Implementing a similarly stringent regime for commercial tests was intended not only to ensure the requisite levels of reliability, but also to generate data on products’ performance that could be published for citizens to allow them to make more informed choices about which tests to buy. 

A list of firms that have passed UKHSA’s desk-based review is available on GOV.UK; but there is no precise performance data.
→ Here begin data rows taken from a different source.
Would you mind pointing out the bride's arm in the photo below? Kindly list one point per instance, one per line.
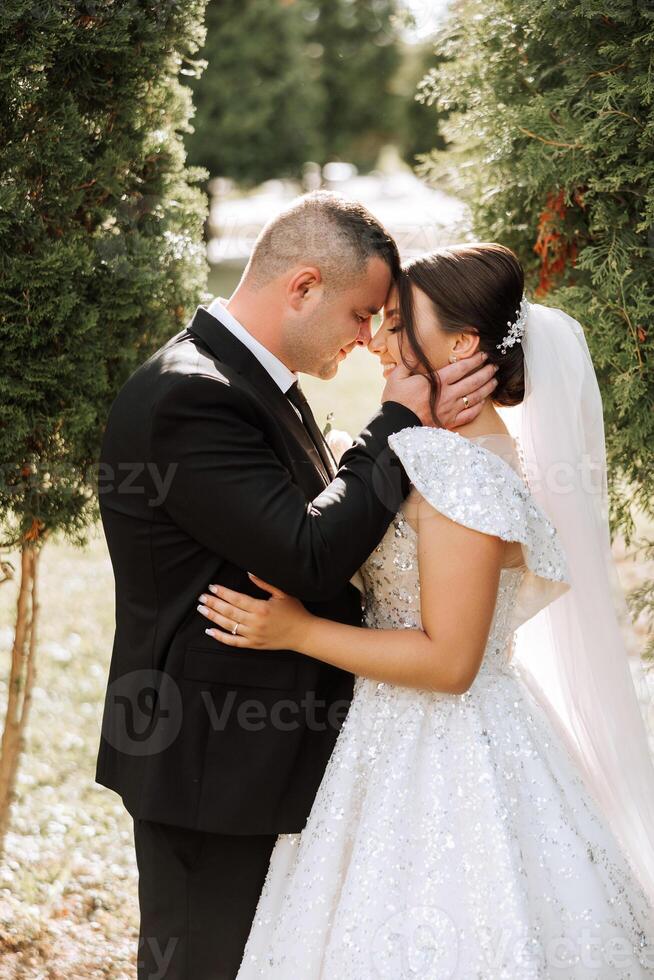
(459, 576)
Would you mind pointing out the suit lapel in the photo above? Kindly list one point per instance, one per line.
(227, 348)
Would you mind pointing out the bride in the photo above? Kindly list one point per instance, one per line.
(483, 815)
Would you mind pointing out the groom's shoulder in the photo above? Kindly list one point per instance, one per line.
(181, 373)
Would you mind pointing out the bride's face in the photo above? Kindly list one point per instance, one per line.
(439, 345)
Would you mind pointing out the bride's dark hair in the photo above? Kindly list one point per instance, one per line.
(473, 288)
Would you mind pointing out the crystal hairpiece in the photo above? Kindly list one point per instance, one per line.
(516, 329)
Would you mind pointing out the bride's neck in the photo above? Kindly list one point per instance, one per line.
(487, 423)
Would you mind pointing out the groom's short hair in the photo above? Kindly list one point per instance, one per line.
(323, 229)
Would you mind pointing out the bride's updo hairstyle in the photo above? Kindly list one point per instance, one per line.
(474, 289)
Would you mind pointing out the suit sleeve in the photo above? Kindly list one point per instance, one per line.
(231, 493)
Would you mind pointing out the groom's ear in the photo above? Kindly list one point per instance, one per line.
(305, 285)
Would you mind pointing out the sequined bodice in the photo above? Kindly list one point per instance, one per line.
(479, 489)
(392, 584)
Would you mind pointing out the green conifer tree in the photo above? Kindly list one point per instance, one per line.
(100, 259)
(552, 133)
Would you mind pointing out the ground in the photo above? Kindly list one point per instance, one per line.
(68, 907)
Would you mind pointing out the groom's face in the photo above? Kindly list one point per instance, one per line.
(339, 321)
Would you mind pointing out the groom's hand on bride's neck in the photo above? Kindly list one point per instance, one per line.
(470, 378)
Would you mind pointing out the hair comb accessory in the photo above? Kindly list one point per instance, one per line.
(517, 328)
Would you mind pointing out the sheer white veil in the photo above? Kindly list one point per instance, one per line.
(573, 649)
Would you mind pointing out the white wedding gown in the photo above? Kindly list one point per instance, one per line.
(452, 836)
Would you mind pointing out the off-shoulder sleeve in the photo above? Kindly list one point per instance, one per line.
(478, 489)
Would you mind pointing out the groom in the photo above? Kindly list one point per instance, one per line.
(213, 466)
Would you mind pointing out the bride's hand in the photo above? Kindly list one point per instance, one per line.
(277, 623)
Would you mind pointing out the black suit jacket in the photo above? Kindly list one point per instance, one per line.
(207, 473)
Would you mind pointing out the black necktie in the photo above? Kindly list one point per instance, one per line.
(296, 396)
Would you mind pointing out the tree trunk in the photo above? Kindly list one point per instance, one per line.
(21, 682)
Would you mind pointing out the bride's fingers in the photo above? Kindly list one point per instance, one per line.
(274, 591)
(227, 622)
(210, 604)
(227, 639)
(239, 599)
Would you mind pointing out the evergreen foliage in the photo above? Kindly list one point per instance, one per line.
(100, 233)
(289, 81)
(552, 138)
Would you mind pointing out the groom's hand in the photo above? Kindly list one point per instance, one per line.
(464, 387)
(468, 379)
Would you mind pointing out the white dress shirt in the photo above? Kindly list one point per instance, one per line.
(281, 375)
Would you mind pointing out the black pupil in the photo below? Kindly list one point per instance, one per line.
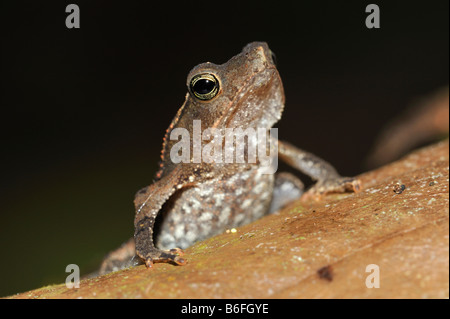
(204, 86)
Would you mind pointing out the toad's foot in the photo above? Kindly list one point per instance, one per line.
(155, 255)
(333, 185)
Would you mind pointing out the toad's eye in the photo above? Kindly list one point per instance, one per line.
(204, 86)
(274, 57)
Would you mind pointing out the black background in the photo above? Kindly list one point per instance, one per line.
(83, 111)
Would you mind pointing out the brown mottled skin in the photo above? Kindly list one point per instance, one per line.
(189, 202)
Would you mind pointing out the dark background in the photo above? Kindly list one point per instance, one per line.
(83, 111)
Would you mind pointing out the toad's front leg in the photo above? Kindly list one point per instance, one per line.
(148, 203)
(145, 248)
(328, 179)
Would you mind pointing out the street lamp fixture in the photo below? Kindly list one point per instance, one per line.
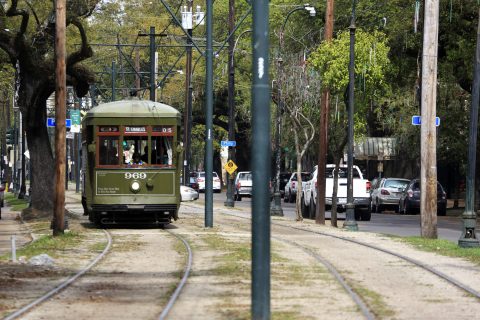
(276, 208)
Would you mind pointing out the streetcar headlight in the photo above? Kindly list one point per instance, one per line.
(135, 186)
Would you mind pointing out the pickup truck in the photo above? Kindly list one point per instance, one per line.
(361, 192)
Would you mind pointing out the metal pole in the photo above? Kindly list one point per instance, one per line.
(323, 128)
(186, 113)
(15, 149)
(260, 163)
(14, 248)
(350, 222)
(60, 115)
(468, 239)
(23, 186)
(77, 154)
(209, 119)
(114, 79)
(152, 64)
(428, 170)
(231, 101)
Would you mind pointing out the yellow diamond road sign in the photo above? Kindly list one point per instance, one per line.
(231, 167)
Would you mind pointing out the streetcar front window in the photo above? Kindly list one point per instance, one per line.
(162, 150)
(108, 150)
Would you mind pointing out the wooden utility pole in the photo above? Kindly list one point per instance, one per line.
(325, 106)
(428, 173)
(60, 115)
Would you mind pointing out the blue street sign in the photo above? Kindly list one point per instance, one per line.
(228, 143)
(417, 120)
(51, 122)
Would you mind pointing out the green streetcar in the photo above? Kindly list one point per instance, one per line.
(131, 163)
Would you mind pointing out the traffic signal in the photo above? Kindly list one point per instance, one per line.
(10, 137)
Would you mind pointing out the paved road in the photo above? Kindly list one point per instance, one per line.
(449, 227)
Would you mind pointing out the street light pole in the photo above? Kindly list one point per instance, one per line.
(231, 101)
(209, 119)
(468, 238)
(276, 208)
(350, 222)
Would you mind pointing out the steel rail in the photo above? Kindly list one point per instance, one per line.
(331, 268)
(333, 271)
(417, 263)
(424, 266)
(64, 284)
(182, 282)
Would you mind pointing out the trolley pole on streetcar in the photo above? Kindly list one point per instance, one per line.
(260, 163)
(187, 24)
(350, 223)
(209, 119)
(60, 115)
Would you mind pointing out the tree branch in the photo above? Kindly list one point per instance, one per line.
(85, 50)
(12, 12)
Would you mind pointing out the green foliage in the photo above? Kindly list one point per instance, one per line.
(371, 62)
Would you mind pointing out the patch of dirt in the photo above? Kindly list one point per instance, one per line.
(136, 279)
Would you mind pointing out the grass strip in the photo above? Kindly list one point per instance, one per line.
(15, 203)
(53, 246)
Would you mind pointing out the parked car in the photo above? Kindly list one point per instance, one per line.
(386, 192)
(2, 190)
(188, 194)
(243, 185)
(292, 186)
(361, 192)
(284, 177)
(200, 176)
(410, 199)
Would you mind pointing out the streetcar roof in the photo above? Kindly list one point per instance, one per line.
(133, 108)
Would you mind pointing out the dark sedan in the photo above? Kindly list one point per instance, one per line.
(410, 199)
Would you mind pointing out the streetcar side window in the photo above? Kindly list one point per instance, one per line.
(108, 150)
(162, 150)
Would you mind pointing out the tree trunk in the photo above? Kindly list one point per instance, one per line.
(41, 156)
(335, 192)
(298, 204)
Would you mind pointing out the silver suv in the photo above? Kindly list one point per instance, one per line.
(386, 192)
(243, 185)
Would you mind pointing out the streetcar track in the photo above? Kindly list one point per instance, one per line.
(424, 266)
(415, 262)
(65, 283)
(331, 268)
(183, 281)
(365, 310)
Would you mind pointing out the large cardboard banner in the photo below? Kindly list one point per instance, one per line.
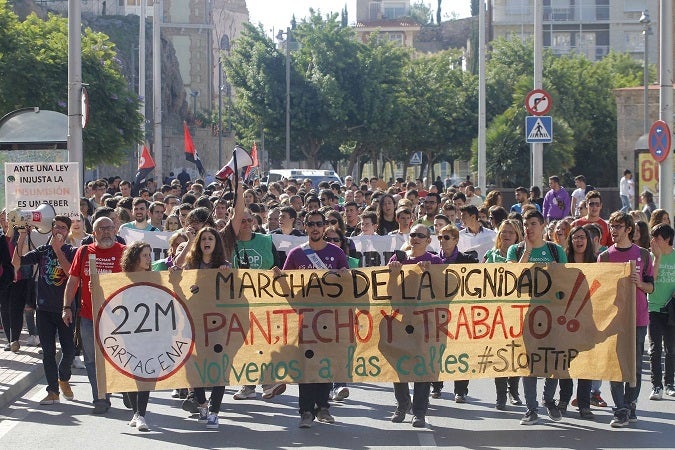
(160, 330)
(28, 185)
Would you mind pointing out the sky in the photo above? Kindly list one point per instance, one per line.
(275, 14)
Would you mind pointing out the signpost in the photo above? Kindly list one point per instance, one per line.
(538, 129)
(538, 102)
(659, 140)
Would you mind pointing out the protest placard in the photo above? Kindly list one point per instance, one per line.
(161, 330)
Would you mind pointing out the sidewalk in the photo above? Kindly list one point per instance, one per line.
(18, 371)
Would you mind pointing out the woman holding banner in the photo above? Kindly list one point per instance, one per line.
(579, 249)
(208, 253)
(419, 239)
(137, 257)
(510, 232)
(450, 254)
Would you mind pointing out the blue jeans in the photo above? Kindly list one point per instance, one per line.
(625, 203)
(420, 400)
(661, 338)
(49, 325)
(89, 349)
(622, 393)
(530, 391)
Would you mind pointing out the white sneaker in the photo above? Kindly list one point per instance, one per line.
(212, 421)
(657, 394)
(245, 393)
(134, 420)
(141, 424)
(78, 363)
(340, 393)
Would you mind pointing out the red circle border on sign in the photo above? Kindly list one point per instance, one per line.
(534, 112)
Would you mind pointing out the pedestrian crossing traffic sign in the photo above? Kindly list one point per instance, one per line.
(538, 129)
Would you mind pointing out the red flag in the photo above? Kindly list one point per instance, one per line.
(145, 165)
(254, 158)
(190, 152)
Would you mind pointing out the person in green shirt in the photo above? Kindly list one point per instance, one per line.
(662, 335)
(535, 249)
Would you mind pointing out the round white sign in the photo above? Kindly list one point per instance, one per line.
(145, 332)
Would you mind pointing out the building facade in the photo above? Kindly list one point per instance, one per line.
(589, 27)
(389, 18)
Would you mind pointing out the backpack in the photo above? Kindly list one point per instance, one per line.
(552, 247)
(644, 254)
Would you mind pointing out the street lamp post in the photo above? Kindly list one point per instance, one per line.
(288, 93)
(194, 94)
(645, 21)
(220, 112)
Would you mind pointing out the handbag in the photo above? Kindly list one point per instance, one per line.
(669, 309)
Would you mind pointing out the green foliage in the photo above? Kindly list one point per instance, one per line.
(34, 72)
(582, 102)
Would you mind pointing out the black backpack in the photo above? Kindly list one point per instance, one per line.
(552, 247)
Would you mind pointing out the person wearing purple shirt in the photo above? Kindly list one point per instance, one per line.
(315, 254)
(621, 228)
(418, 240)
(557, 201)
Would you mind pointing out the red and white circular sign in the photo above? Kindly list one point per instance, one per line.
(538, 102)
(145, 331)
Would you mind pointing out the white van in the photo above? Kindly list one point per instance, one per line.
(317, 176)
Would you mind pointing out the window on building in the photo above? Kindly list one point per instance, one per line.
(586, 44)
(633, 5)
(561, 43)
(374, 9)
(396, 38)
(393, 10)
(518, 7)
(634, 41)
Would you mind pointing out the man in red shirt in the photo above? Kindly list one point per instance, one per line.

And, absent any such process, no information how these products stood up to a full laboratory examination.

This story was exclusively reported by PublicTechnology sister publication Civil Service World, which spoke to a range of experts who voiced their concerns about the potential implications for public health of the lack of testing and public data – with free mass testing to cease at the end of next month.

Deepti Gurdasani, a clinical epidemiologist and statistical geneticist at Queen Mary University of London, said it is “unacceptable that validation and vetting of quality standards is not a requirement for something as important as testing for Covid-19 – where errors can cost lives”.

Prof Sheila Bird, a programme leader at the MRC Biostatistics Unit at the University of Cambridge, says the public “has a right to expect” data on tests’ performance that they can use to decide which to buy.

“It is extremely important that those data are not hidden away from the citizen,” she said. “There is a need now – or certainly prior to April – for all such evaluation data to be put into the public domain so that the public, when they are allowed to choose which seven-pack [of LFTs] to buy, have a basis for making the choice.”

A spokesperson UKHSA said: “Testing will continue to be an important tool in managing Covid-19 and there are comprehensive regulations in place to ensure that the public can have full confidence in the tests they buy. The Coronavirus Test Devices Approval process is one of the most rigorous in the world and ensures that tests on the market in the UK meet strict quality standards.”